What is the optimum size for my Flare project?

This seems like a simple question, but it is actually very difficult to answer because, as with so many other things in life, "it depends". I have seen small Flare projects that were perfect for company A and I have seen HUGE Flare projects that were perfect for company B. The important thing is that your projects meet your specific needs. To achieve that there are some guidelines that can be followed.

Guideline 1: Smaller is better

All things being equal it is easier to author and work in smaller projects. When you need to find that one specific graphic you need it is much easier to find it from a library of 50 images than from a library of 5,000 images. As projects scale you simply have more data, images, files, and other assets to sift through to find the specific item you are looking for. This isn't necessarily bad and we do provide tools to make this as easy as possible, but in broad terms smaller projects tend to be more efficient for authors to work in. But...

Guideline 2: Too small is bad

What! You just said that small is good! Yes, that is true, small is good but too small is bad. Fortunately there is a very easy test to let you know when your project is too small. If you ever, Ever, EVER find yourself having to make the very same edit in multiple projects that is an immediate sign that those two projects would likely benefit from being merged into a single project. The very concepts of content management, single-sourcing, and multi-channel publishing are based on the ability to edit content only once and then re-use as necessary. If you have to make the very same edits in multiple projects then the projects are definitely too small and are hurting your ability to single-source publish rather than enhancing it.

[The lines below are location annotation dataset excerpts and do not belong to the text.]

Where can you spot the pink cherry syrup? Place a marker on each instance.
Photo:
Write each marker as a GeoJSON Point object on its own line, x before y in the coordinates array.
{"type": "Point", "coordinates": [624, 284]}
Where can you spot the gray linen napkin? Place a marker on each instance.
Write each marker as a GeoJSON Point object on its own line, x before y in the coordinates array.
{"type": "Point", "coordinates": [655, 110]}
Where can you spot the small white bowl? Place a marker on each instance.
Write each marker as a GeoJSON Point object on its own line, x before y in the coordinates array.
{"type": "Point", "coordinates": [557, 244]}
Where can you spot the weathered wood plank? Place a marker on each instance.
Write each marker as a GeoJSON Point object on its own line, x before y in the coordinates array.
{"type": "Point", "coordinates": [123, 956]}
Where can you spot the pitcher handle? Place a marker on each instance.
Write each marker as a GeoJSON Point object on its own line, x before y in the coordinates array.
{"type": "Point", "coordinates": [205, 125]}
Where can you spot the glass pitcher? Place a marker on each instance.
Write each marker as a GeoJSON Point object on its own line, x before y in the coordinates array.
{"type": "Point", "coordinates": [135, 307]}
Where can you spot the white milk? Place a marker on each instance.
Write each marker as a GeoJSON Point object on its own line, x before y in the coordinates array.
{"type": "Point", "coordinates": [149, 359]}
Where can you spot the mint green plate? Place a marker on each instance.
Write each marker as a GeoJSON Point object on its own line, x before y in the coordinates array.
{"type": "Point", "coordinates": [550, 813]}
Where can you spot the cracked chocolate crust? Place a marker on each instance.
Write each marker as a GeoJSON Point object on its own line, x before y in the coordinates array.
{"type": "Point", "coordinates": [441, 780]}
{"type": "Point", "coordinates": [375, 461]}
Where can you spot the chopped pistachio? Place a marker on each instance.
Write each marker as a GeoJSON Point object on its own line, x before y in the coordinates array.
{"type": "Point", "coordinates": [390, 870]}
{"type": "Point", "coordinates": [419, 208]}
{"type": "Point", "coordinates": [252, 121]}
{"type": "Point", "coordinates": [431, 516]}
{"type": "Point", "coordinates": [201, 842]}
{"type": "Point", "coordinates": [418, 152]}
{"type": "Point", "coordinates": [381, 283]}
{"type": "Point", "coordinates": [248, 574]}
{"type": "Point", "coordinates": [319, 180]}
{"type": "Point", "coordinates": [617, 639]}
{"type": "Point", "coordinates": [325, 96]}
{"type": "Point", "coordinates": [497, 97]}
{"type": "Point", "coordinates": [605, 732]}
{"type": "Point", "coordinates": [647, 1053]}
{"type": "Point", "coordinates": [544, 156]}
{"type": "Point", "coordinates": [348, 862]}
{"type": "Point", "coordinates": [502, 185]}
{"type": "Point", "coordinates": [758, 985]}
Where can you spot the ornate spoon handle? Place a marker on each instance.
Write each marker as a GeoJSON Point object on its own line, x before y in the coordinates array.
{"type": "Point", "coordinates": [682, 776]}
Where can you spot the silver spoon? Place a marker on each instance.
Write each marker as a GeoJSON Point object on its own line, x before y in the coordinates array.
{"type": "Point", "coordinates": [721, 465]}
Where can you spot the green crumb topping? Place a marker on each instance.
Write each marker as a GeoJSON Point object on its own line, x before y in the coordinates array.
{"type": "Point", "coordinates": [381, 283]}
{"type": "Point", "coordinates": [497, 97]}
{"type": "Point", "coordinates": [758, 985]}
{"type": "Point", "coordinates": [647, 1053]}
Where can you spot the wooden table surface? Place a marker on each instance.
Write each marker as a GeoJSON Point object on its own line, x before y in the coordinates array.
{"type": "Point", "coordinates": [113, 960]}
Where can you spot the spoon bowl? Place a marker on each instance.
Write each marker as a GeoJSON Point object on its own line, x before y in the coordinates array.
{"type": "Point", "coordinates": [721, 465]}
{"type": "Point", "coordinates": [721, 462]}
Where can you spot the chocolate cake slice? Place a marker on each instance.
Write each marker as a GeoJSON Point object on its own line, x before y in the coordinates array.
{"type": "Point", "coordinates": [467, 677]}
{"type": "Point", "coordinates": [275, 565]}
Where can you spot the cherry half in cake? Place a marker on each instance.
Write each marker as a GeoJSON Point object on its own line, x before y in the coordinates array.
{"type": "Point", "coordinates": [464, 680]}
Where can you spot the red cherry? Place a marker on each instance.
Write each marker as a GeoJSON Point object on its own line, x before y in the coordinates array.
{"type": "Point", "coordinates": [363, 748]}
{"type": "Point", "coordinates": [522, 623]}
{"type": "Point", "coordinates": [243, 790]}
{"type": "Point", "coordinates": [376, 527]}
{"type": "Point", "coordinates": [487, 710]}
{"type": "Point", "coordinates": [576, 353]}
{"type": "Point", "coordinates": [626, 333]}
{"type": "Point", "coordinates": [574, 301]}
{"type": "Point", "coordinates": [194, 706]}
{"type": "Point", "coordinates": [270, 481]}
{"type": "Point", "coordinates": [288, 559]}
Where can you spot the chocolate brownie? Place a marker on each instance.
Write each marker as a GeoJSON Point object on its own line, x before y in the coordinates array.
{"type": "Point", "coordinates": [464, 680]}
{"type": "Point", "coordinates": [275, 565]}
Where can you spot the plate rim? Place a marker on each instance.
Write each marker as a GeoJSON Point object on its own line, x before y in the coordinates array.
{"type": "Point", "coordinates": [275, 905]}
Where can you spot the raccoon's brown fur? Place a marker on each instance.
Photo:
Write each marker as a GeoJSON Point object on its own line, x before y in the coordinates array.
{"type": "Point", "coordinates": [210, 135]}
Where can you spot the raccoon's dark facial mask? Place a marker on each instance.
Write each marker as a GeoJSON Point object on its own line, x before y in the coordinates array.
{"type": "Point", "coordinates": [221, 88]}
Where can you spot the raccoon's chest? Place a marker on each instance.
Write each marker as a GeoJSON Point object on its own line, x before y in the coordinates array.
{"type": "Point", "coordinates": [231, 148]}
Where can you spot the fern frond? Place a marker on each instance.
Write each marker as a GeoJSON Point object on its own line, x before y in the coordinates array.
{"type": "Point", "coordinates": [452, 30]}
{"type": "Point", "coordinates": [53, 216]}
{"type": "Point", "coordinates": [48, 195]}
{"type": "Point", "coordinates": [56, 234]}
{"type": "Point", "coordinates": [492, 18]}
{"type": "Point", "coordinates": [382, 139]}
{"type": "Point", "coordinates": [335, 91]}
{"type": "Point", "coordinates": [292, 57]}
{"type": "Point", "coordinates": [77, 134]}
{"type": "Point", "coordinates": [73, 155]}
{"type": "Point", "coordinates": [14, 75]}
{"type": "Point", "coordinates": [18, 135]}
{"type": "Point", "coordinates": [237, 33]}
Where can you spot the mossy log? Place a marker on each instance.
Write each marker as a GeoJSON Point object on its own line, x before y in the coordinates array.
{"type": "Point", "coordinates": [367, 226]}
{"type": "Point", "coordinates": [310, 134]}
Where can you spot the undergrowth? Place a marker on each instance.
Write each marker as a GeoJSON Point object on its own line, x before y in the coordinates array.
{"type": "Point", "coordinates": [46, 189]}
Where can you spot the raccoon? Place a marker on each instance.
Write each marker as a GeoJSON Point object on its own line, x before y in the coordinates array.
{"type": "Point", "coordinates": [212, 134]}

Following these two guidelines can help you to determine what the optimum size of your projects should be. In the real world I have seen 300 topic projects and 20,000 topic projects and both were "just right" for their particular environments. The bottom line is to not get  hung up on numbers but pay attention to the authoring performance and efficiency of your project.

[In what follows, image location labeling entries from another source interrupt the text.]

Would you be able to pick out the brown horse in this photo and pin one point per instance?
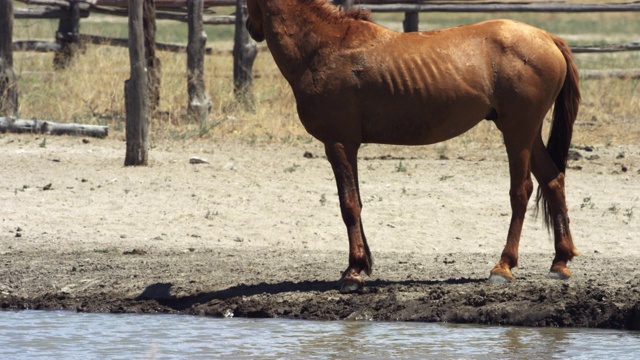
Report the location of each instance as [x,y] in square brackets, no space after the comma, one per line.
[356,82]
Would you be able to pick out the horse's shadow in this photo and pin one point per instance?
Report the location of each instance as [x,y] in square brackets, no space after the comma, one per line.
[161,292]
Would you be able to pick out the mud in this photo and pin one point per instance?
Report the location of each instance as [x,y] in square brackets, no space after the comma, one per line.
[256,232]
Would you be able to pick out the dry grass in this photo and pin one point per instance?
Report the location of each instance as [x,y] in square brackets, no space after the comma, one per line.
[91,91]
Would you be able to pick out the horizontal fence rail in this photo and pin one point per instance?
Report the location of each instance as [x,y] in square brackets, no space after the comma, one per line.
[501,7]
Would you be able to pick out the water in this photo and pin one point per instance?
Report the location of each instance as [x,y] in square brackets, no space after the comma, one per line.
[69,335]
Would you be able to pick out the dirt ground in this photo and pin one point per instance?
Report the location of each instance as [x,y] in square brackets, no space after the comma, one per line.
[257,232]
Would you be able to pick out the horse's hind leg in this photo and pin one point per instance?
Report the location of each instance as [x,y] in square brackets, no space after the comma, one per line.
[551,182]
[343,159]
[519,152]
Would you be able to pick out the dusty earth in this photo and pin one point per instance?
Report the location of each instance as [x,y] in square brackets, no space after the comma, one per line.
[257,232]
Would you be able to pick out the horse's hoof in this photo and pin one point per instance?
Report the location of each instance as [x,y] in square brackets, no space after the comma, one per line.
[499,279]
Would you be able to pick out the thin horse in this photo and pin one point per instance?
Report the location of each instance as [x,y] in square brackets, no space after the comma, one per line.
[356,82]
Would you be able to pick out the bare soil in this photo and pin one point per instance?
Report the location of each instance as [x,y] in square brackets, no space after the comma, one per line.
[257,232]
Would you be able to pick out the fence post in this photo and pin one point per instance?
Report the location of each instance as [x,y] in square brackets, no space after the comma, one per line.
[199,102]
[136,91]
[8,79]
[67,36]
[410,22]
[154,67]
[245,51]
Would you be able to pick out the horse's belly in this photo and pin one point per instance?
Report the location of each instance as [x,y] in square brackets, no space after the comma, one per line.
[412,126]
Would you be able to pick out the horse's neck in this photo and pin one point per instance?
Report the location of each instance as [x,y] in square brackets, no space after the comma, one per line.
[296,36]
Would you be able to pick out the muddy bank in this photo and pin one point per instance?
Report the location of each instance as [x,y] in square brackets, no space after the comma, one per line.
[256,235]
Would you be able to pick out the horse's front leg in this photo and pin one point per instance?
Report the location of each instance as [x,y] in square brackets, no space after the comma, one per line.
[343,159]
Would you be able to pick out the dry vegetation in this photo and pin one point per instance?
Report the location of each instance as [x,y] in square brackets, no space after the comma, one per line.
[91,91]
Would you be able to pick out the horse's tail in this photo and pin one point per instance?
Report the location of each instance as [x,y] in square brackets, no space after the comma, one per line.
[565,112]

NOTE: Changes coming in Flare 4

The guidelines above will still be good to follow going forward, but the release of Flare version 4 will add some new flexibility to how people size their projects. One of the new capabilities in Flare 4 is the ability to use "Master Project Linking". The concept is that you could create a master Flare project on a network share location and in this master project you can store any elements (CSS style sheets, snippet files, topics, templates, Master Pages, etc.) that you would like to be common across multiple smaller Flare projects. This will allow some of those huge 10 or 20 thousand topic projects out there to be broken into smaller projects and still never have to do the multiple edit thing. This Master Project Linking model creates a new library of shared components that can be used and re-used across as many Flare projects as you need.

For example, if you place your master CSS file in the Master Project on the network and then you link to it from 15 smaller Flare projects then you will have the same look and feel in all 15 projects. Then, if there is a need to update the styles you only update the style sheet once and your style changes automatically filter down to all 15 projects.

This will be adding an entirely new level of flexibility allowing teams to be able to plan their Flare project sizes around what is optimal for their particular team.

P.S. Before anybody asks, no we have not publicly announced an official Flare 4/Blaze ship date yet, but it is close enough that I felt it was important to include the above information for those who are doing project planning.